Deliberate practice exercises allow students and trainees to rehearse systemic family therapy skills so they can build competence and respond effectively to diverse, complex clinical presentations.
Exercises in this book:
- Providing a Systemic Rationale for Treatment
- Building the Therapeutic Alliance: Establishing Multidirected Partiality
- Tracking and Highlighting Family Process
- Reframing Symptoms in Systemic Terms
- Promoting Differentiation
- Working with Family Boundaries
- Working with Family Hierarchy
- Working with Family Triangles
- Working with Emotional Cutoff
- Working with Sibling Subsystems
- Working with Couple Subsystems
- Working with Larger Systems
- Annotated Systemic Family Therapy Transcript
- Mock Systemic Family Therapy Session
Frequently asked questions
What is deliberate practice in systemic therapy?
Deliberate practice in systemic therapy is the structured rehearsal of specific clinical skills, like holding boundaries, de-escalating conflict, and avoiding triangulation, under feedback from a supervisor or peer. It is a complement to, not a replacement for, traditional family therapy supervision. For a longer introduction, see What is Deliberate Practice.
Who is this content for?
Marriage and family therapists, licensed clinical social workers, counselors, and trainees who work with families, couples, and other relational systems.
Are the Practice Time! episodes really free?
Yes. Every Practice Time! episode is free to watch on YouTube and is embedded on Sentio resource pages with no login required. The series is sponsored by Sentio University as part of the wider Free Therapist Training initiative.
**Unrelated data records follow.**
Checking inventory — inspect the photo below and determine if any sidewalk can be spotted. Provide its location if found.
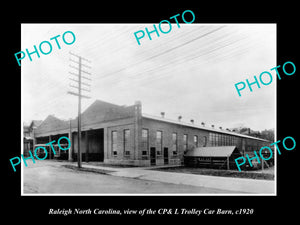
[74,164,275,195]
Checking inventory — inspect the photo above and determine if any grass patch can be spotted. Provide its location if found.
[153,166,274,180]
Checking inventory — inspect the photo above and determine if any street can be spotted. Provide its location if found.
[22,160,236,194]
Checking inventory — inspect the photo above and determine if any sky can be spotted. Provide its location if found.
[21,22,277,130]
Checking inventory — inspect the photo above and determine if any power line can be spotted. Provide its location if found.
[68,52,91,168]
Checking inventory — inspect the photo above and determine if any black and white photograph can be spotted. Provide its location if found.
[21,23,276,195]
[5,1,299,221]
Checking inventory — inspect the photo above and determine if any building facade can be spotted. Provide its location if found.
[34,100,270,166]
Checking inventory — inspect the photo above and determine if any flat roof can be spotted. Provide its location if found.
[142,113,271,142]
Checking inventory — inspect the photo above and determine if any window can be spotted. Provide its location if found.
[142,129,149,155]
[203,136,207,147]
[156,131,162,155]
[111,131,118,155]
[123,129,130,155]
[194,135,198,148]
[183,134,187,151]
[172,133,177,155]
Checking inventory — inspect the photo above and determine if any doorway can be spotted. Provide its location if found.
[150,147,156,166]
[164,148,169,165]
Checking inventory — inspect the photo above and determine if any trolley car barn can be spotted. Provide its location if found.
[184,146,241,170]
[33,100,271,167]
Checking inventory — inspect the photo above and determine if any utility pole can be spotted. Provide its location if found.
[68,52,91,168]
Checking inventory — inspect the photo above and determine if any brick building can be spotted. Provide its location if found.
[34,100,270,166]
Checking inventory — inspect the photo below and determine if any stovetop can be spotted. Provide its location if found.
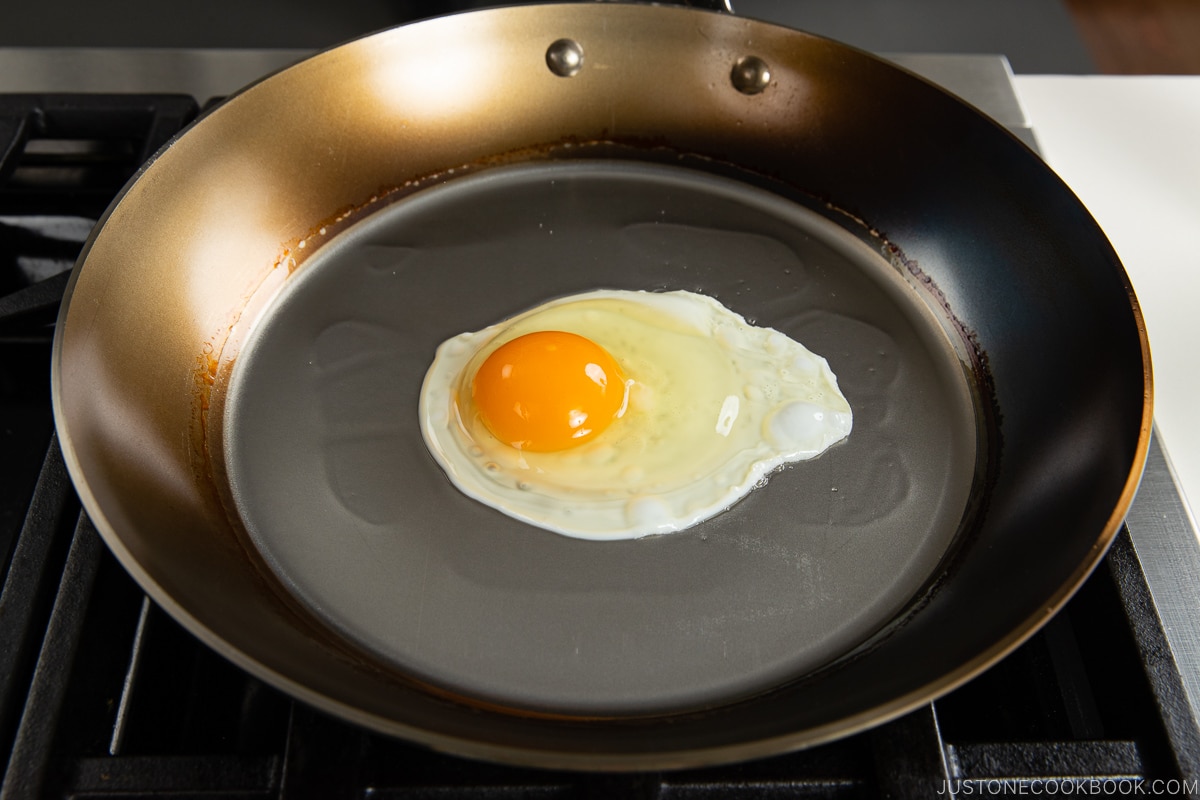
[0,53,1200,800]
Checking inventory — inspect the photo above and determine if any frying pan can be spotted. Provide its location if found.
[53,4,1151,769]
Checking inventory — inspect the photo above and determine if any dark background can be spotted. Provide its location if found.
[0,0,1200,73]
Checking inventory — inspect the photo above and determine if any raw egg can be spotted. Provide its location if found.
[419,290,852,540]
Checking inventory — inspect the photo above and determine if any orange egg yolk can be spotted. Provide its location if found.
[470,331,625,452]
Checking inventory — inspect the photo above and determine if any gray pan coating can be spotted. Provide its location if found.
[224,161,976,716]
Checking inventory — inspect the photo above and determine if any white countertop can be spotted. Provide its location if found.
[1014,76,1200,537]
[0,48,1200,528]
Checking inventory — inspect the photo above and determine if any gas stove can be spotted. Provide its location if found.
[0,50,1200,800]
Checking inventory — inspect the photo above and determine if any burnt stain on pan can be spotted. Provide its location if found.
[197,139,1000,718]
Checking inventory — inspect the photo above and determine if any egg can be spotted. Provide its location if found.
[419,290,853,540]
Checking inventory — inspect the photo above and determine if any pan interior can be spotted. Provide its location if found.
[223,161,977,716]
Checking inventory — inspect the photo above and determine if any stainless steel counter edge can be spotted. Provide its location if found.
[0,48,1200,738]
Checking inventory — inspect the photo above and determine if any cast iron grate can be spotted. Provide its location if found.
[0,96,1200,800]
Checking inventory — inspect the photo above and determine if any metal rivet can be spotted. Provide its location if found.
[730,55,770,95]
[546,38,583,78]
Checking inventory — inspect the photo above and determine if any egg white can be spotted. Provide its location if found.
[419,290,853,540]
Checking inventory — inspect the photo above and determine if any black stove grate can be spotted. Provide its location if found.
[0,96,1200,800]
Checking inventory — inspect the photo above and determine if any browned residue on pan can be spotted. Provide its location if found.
[194,138,1000,724]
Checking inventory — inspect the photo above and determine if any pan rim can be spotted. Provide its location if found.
[50,3,1153,771]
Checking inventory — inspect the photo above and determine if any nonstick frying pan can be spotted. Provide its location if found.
[53,4,1151,769]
How do I use these videos in supervision?
Watch one episode in a peer practice group or supervision hour, pause at the demonstrated skill, and rehearse it live in roles. One person plays the therapist, others play family members, and a third observes and gives structured feedback against the named target. For supervisors who want a deeper grounding in the method itself, see the Clinical Supervisor Training.
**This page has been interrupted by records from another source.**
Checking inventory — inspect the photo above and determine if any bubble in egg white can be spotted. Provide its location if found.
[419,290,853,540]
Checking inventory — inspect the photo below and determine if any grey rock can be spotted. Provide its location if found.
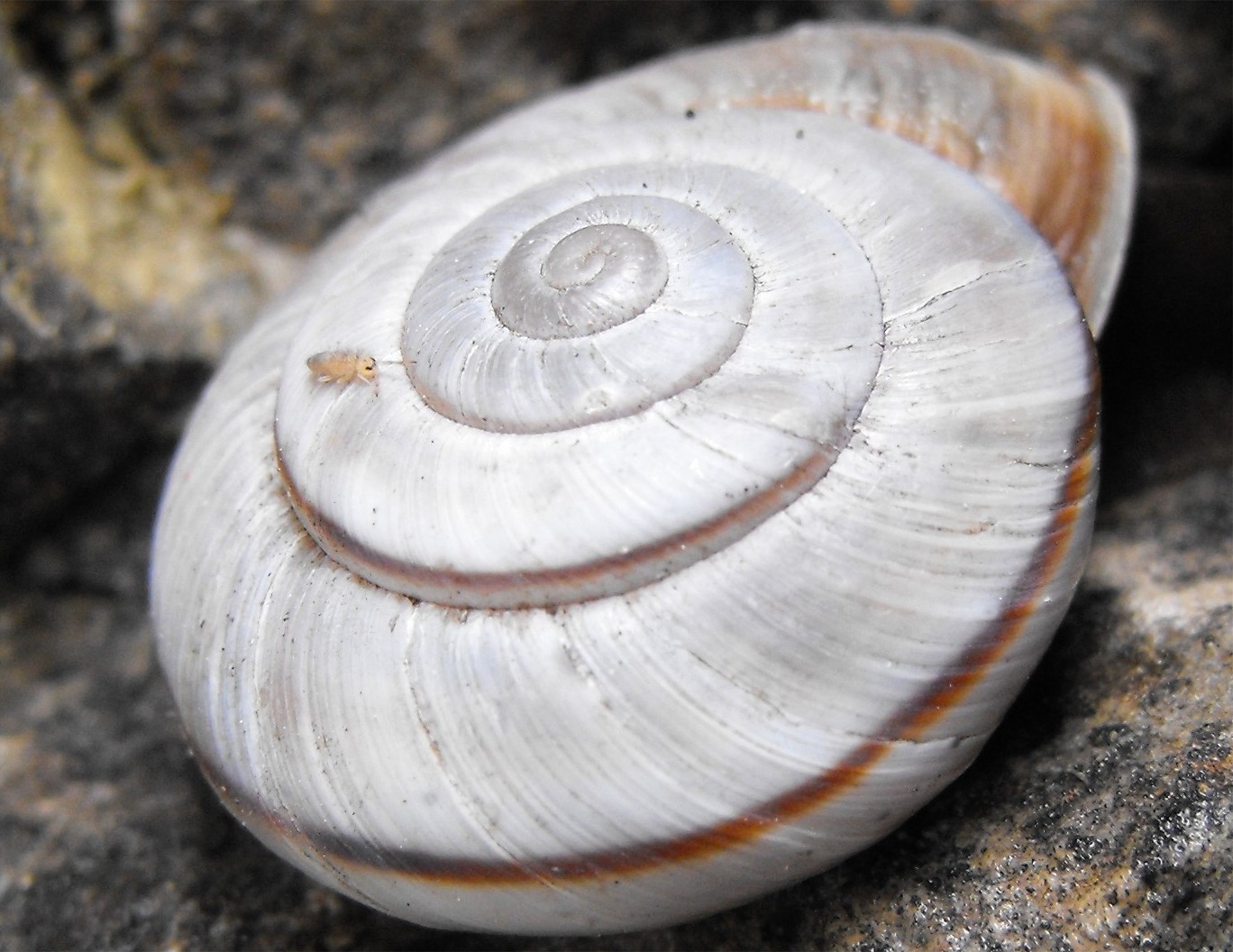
[0,0,1233,952]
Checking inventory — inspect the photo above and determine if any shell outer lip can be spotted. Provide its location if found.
[199,367,1100,888]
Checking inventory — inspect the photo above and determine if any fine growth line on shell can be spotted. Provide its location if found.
[197,364,1099,887]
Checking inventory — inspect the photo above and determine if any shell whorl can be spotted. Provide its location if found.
[153,22,1128,932]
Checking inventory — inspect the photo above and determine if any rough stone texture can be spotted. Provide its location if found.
[0,0,1233,952]
[0,0,1230,557]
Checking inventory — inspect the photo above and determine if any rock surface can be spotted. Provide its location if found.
[0,0,1233,952]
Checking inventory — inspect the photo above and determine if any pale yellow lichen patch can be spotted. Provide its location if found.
[14,84,247,311]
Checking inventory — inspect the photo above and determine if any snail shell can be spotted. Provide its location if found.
[153,27,1133,932]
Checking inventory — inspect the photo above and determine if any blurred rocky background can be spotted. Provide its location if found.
[0,0,1233,952]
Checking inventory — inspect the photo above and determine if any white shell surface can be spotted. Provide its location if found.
[153,23,1124,932]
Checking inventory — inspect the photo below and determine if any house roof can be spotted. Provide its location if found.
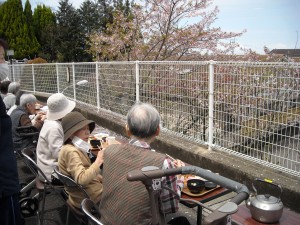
[270,49,300,57]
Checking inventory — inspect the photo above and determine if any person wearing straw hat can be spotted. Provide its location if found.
[36,93,76,185]
[58,112,104,208]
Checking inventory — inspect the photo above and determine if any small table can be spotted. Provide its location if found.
[181,187,231,225]
[231,205,300,225]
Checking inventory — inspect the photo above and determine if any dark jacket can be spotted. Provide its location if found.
[10,106,35,152]
[0,98,20,197]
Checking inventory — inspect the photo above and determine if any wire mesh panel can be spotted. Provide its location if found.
[139,62,208,142]
[98,62,135,115]
[10,62,300,176]
[11,64,34,90]
[214,63,300,172]
[33,63,57,93]
[71,63,97,107]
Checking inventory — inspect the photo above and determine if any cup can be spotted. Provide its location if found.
[106,136,116,145]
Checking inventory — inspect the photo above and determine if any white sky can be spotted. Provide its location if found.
[22,0,300,53]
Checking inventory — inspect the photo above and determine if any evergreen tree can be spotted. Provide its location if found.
[56,0,91,62]
[33,5,57,61]
[0,0,39,59]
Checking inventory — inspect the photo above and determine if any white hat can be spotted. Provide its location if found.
[47,93,76,120]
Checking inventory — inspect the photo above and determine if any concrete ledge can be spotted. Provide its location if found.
[35,94,300,212]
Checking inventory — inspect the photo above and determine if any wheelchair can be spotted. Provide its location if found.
[15,126,39,218]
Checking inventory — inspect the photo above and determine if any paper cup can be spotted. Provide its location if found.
[106,136,116,145]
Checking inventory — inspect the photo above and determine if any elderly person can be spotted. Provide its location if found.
[7,90,24,116]
[36,93,76,185]
[99,103,184,225]
[10,94,45,152]
[58,112,103,208]
[0,80,11,99]
[3,82,20,110]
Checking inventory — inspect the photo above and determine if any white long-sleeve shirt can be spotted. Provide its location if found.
[36,120,64,181]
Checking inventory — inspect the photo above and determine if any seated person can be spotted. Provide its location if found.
[58,112,103,208]
[3,82,20,110]
[36,93,76,185]
[7,90,24,116]
[10,94,45,152]
[99,103,184,225]
[0,80,10,99]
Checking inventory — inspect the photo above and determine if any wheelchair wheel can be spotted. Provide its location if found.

Is there a Sentio graduate program that uses deliberate practice in family therapy?
Yes. The Sentio MFT Program is the first hybrid Marriage and Family Therapy program in California to integrate deliberate practice across the entire curriculum.
Selected references
- Minuchin, S. (1974). Families and Family Therapy. Harvard University Press. ISBN 978-0674292369.
- Bowen, M. (1978). Family Therapy in Clinical Practice. Jason Aronson. ISBN 978-0876687611.
- Nichols, M. P. and Davis, S. D. (2020). Family Therapy: Concepts and Methods (12th ed.). Pearson. ISBN 978-0134786452.
- Rousmaniere, T., Goodyear, R. K., Miller, S. D., and Wampold, B. E. (Eds.). (2017). The Cycle of Excellence: Using Deliberate Practice to Improve Supervision and Training. Wiley-Blackwell. ISBN 978-1119165569.